The grass is well known as a fodder for livestock. It is planted as a pasture grass and used for hay and silage. It tolerates trampling, grazing, and cutting. In heavily grazed fields it is favored, becoming dominant as other grasses are eliminated by grazing pressure. Palatability is reduced when the grass flowers.

Cultivars include 'Ghana Marvel 20', a high yield type developed in India, and the rust-resistant 'Dawson', 'Keppel', and 'Medway' from Queensland.
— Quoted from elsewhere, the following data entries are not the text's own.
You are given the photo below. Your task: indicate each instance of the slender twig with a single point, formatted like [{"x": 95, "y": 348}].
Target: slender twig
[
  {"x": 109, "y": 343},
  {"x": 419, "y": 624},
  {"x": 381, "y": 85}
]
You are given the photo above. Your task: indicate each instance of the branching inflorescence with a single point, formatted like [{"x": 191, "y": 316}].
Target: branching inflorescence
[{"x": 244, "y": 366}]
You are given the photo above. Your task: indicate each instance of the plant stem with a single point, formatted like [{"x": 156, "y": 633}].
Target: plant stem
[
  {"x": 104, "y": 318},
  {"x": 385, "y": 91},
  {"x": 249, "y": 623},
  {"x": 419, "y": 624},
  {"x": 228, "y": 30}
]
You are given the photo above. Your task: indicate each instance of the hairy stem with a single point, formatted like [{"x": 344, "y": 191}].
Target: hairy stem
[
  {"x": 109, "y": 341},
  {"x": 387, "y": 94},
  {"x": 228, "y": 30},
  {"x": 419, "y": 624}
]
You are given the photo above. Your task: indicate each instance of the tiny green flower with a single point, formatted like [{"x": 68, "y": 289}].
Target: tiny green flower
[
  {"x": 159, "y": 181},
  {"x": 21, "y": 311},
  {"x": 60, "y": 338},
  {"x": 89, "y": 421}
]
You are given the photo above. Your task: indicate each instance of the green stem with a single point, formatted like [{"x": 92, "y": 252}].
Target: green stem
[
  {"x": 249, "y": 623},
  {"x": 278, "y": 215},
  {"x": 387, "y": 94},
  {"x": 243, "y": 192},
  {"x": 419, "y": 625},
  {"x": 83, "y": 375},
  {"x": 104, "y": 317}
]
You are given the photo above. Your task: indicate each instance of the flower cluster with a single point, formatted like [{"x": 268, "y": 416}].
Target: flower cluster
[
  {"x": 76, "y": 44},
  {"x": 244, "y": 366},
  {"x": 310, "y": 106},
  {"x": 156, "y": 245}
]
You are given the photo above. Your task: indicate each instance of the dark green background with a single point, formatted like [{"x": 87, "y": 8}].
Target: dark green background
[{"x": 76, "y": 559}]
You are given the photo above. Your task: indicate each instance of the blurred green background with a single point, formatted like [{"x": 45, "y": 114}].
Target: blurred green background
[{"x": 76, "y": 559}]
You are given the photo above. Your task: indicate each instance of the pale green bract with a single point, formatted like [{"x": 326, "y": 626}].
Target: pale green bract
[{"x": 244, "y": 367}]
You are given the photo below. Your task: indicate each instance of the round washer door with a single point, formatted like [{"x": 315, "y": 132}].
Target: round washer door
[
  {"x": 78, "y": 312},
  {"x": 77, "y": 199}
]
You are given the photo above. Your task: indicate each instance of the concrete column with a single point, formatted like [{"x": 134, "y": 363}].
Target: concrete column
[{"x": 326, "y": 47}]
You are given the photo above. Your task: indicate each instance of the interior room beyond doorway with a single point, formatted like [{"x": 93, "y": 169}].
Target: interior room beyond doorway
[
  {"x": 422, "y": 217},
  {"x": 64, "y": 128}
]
It is sometimes planted with companions such as the grasses Cenchrus ciliaris, Urochloa mosambicensis, and Digitaria didactyla, and legumes such as Centrosema pascuorum, Chamaecrista rotundifolia, and Lotononis bainesii.

==Ecology==
A widely introduced species, it has become naturalized in many regions, and at times has become a noxious weed. It has been especially difficult to control in the Virgin Islands. Its vigorous stoloniferous growth helps it outcompete native plants. It produces choking mats and shades out other species. The hairy seeds can be spread when they stick to animals.

This grass is host to many fungi, such as Balansia sclerotica, Claviceps purpurea, Physoderma bothriochloae, Puccinia cesatii, P. duthiae, Sphacelotheca tenuis, Stollia bothriochloae, and Uromyces andropogonis-annulati. Some fungi are pathogenic, causing rust and ergot.

In New Caledonia this grass is food for the Javan rusa (Rusa timorensis russa). It became invasive in this zone.